L’étude de l’effet du rayonnement spatial est difficile. La NASA a largement basé ses modèles sur une étude qui a périodiquement suivi les survivants des bombes atomiques larguées sur le Japon pendant la seconde guerre mondiale. Cette recherche a révélé que les femmes couraient un risque plus élevé de développer un cancer que les hommes lorsqu’elles étaient exposées aux rayonnements, en partie parce qu’elles vivent plus longtemps et sont plus susceptibles de souffrir de certains cancers, tels que ceux du sein et de la thyroïde. Pour limiter ces dangers, la NASA impose une limite de carrière pour l’exposition aux rayonnements. Cela est censé maintenir le risque de développer un cancer mortel induit par les radiations à seulement 3 % au-dessus de celui des non-astronautes. Cela signifie qu’une femme de 30 ans serait limitée à une exposition équivalente à 180 millisieverts (mSv), par rapport à un homme de 55 ans dont la limite serait de 400 mSv. (L’Américain moyen est exposé à environ 3 mSv par an.) Les astronautes effectuant un voyage de 180 jours vers la Station spatiale internationale seraient exposés à une exposition comprise entre 50 et 120 mSv. Peggy Whitson, ancienne chef du corps des astronautes de la NASA, a déclaré que ce plafond signifie qu’une femme ne peut voler que 45 à 50 % du nombre de missions qu’un homme peut effectuer.

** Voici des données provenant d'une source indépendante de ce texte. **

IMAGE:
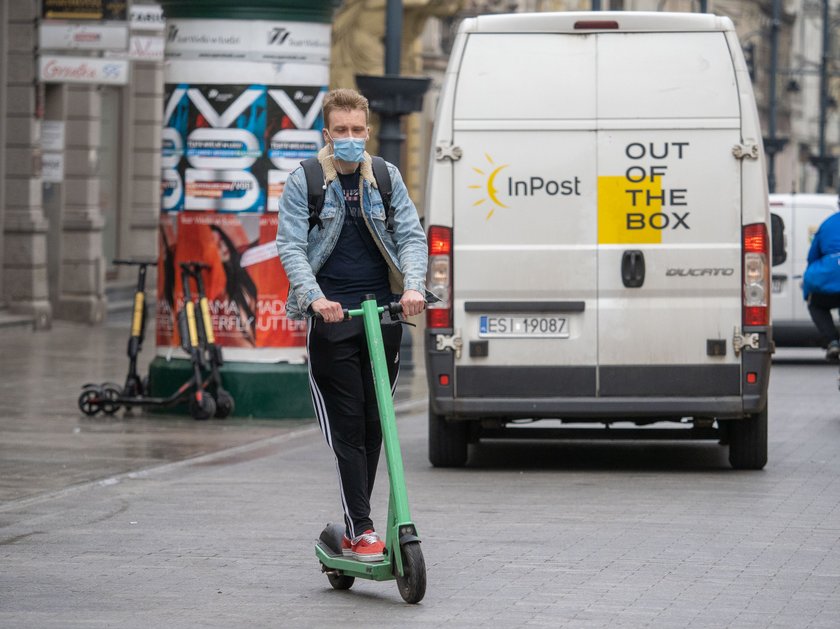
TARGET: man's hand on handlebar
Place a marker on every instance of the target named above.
(329, 311)
(412, 302)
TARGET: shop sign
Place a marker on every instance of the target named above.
(55, 69)
(144, 17)
(249, 40)
(59, 36)
(141, 48)
(84, 10)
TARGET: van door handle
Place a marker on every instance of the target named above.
(633, 268)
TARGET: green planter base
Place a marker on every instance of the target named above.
(259, 390)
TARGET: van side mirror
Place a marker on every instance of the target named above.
(777, 240)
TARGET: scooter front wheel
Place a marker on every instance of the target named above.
(89, 401)
(111, 392)
(412, 585)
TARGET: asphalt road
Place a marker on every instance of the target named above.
(563, 534)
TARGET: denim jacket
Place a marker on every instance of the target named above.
(303, 252)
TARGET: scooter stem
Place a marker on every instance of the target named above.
(387, 417)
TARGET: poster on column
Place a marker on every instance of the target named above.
(227, 150)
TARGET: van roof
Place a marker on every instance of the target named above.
(599, 21)
(805, 198)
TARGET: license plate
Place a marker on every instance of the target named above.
(522, 326)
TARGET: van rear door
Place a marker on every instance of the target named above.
(524, 225)
(669, 208)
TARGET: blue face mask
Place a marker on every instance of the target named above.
(349, 149)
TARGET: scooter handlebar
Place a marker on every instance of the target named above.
(139, 262)
(393, 308)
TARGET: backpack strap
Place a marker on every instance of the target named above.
(383, 182)
(315, 187)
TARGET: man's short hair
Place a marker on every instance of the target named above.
(346, 99)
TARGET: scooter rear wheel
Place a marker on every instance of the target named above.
(89, 401)
(340, 581)
(203, 409)
(412, 586)
(224, 404)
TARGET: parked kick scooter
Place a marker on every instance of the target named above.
(403, 557)
(109, 397)
(223, 399)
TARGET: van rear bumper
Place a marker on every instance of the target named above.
(595, 409)
(728, 391)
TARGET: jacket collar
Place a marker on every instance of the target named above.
(325, 159)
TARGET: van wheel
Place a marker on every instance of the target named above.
(447, 441)
(748, 442)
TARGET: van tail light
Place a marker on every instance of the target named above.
(756, 248)
(439, 279)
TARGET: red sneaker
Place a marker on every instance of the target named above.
(368, 547)
(346, 546)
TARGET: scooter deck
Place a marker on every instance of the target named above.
(328, 551)
(376, 570)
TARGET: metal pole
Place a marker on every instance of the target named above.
(771, 118)
(4, 56)
(825, 162)
(393, 36)
(390, 131)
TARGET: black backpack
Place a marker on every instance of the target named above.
(315, 190)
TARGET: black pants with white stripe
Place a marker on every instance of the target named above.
(341, 381)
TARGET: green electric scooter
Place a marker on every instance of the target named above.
(403, 558)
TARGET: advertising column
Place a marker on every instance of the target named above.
(242, 108)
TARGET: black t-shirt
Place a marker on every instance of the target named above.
(355, 267)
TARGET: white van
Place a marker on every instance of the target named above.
(802, 215)
(598, 231)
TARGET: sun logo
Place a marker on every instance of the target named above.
(488, 185)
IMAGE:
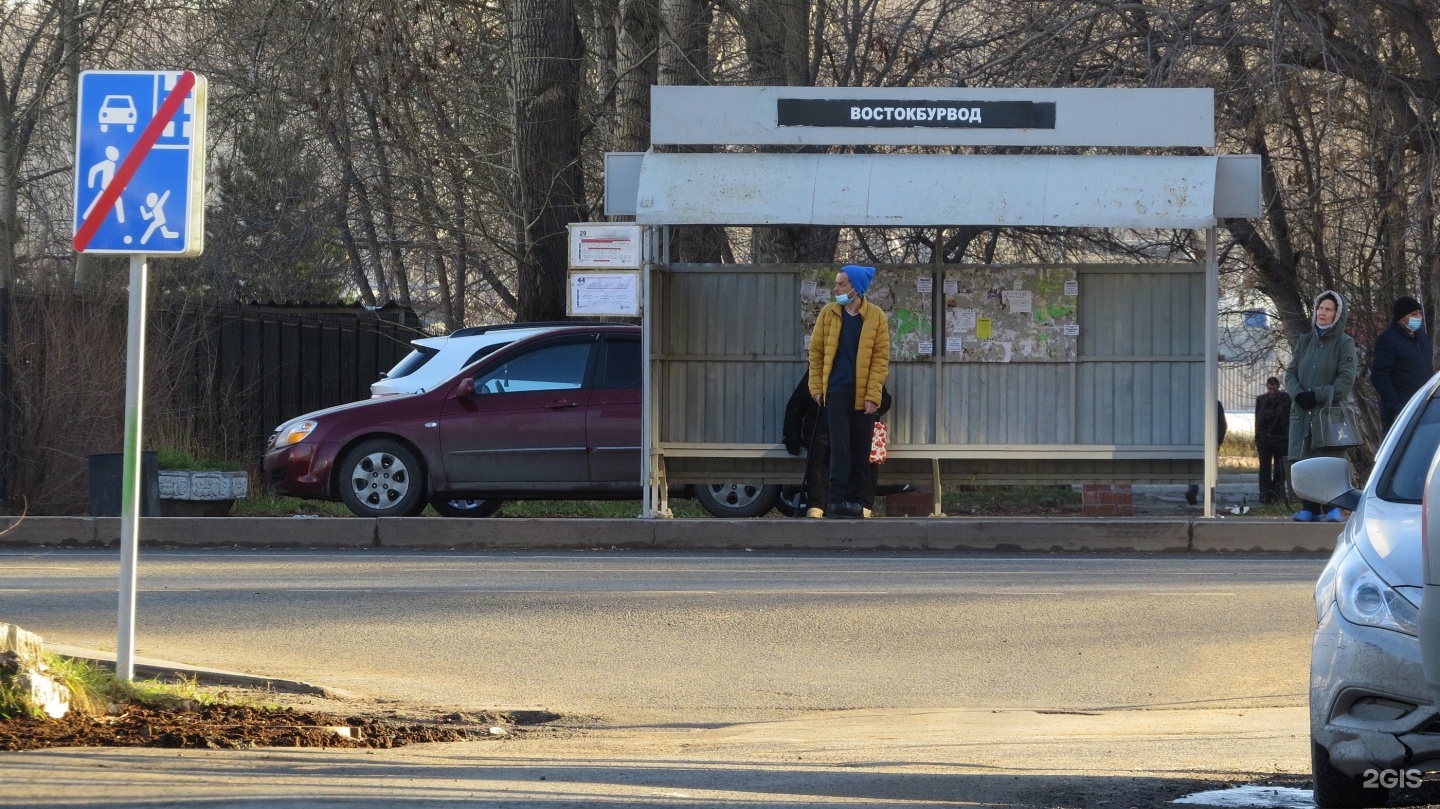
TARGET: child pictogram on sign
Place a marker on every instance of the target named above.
(157, 213)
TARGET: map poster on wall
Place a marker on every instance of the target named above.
(906, 292)
(1011, 314)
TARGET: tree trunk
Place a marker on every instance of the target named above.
(637, 69)
(684, 61)
(546, 62)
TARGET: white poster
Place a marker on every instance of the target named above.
(602, 245)
(604, 294)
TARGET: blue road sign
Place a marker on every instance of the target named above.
(140, 163)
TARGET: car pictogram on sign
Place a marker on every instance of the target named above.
(117, 110)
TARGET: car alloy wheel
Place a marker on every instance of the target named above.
(380, 480)
(738, 500)
(383, 478)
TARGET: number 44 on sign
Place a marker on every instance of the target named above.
(140, 163)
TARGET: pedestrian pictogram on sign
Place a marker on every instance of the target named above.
(140, 163)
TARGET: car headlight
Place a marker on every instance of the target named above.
(1364, 598)
(294, 432)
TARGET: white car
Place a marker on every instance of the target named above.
(1375, 657)
(438, 359)
(117, 110)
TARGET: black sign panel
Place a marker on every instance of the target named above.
(928, 114)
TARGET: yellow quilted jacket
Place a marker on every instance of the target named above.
(871, 360)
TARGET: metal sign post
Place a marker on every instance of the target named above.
(131, 480)
(138, 192)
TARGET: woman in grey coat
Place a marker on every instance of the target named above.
(1324, 366)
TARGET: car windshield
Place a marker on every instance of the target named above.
(1404, 478)
(412, 362)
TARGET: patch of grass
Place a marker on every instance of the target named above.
(94, 688)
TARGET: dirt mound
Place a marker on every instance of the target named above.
(218, 727)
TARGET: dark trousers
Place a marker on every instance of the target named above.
(850, 434)
(1272, 471)
(817, 471)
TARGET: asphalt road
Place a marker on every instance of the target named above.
(716, 678)
(713, 636)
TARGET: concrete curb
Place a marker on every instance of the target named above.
(1263, 536)
(167, 670)
(1004, 534)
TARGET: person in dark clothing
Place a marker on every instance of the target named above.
(1272, 439)
(805, 425)
(1193, 493)
(1403, 359)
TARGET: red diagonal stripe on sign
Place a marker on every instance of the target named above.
(127, 169)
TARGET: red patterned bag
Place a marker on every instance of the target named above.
(877, 442)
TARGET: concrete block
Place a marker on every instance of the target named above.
(248, 531)
(68, 531)
(1265, 536)
(1034, 534)
(791, 534)
(514, 533)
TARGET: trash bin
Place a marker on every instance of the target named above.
(107, 481)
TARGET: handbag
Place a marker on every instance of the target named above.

La NASA veut remplacer ce système par une limite de carrière standard de 600 mSv pour tous ses astronautes, ce qui l’alignerait sur la plupart des autres grandes agences spatiales. Cela rendrait le sexe moins important pour décider qui est choisi pour une mission. Mais certains astronautes masculins plus âgés pourraient se retrouver en mesure de participer à moins de missions. Cela affectera les décisions sur qui peut aller sur la Lune, qui se trouve à près de 400 000 km de la Terre. Et les nouvelles règles poseront encore plus de problèmes à mesure que les humains jetteront leur dévolu sur Mars, qui, même au plus près de la Terre, se trouve à environ 55 mètres de distance. Les chercheurs prédisent qu’un voyage sur la planète rouge dépasserait de 150 % la nouvelle limite de rayonnement. Ils recommandent des évaluations des risques individuelles pour chaque pilote en fonction de leur âge et de leur sexe et des dérogations pour les voyages qui dépasseraient les limites. Les risques n’auraient pas dû être un problème pour Mme Funk. New Shepard a voyagé à une hauteur de 106 km, au-delà de la ligne Kármán, qui pour de nombreuses personnes définit la limite de l’espace, mais à l’intérieur du champ magnétique terrestre.